The Jan Marini Skincare Management System contains some of these key ingredient and the products actually work!
Key Tips For Acne
- Avoid comedogenic ingredients in all your products, 75% of skincare products make acne worse.
- Keep your skin barrier intact, do not over-exfoliate, too much exfoliation is worse than none.
- Try to eat a low Glycaemic load diet
- Make sure you are hydrated with enough water
- Avoid barrier stripping ingredients like – Acetone, SD Alcohol, Isopropyl Alcohol and menthol, irritation will cause inflammation.
- Use lukewarm water to wash in- not hot or extreme cold.

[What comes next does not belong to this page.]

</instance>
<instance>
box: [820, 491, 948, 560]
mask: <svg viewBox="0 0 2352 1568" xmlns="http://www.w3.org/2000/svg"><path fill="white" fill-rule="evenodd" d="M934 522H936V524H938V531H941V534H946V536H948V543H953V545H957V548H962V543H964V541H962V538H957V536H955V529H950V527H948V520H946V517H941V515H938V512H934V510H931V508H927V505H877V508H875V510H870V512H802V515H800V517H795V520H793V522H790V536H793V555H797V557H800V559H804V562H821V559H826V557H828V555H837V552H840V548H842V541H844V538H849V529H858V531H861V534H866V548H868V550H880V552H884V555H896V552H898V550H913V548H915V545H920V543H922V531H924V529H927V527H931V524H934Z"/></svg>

- Change your pillowcase regularly
- Clean the handsets of your phones to reduce bacteria
- Try NOT to pick and squeeze your spots, they will only get worse. If you do, do not squeeze until they bleed! and apply a good anti-bacterial product afterwards
- If you have no success with over the counter products, seek advice from a dermatologist about a topical retinoid – like Differin Gel
- Don’t forget to wear a sunscreen!!, you will be more prone to sun-damage due to the hydroxy acids and some anti-biotics make your skin sun sensitive. There are good oil free choices available from Dermalogica
- Some anti-androgen contraceptive pills work wonders for acne, however everyone is different and it can be trial and error and your acne may get worse temporarily
Other treatments that have been useful for some people are IPL Laser Therapy, and some Light Therapies with blue and red lights, seek advice from a dermatologist or medical skin clinic.
As you can see acne is a complex skin condition and what works for other people may not work for you, results are not instant and you may never cure your acne but can control it. By following some of these guidelines hopefully you will have a better understanding of Acne and how to treat it, and not let it rule your life!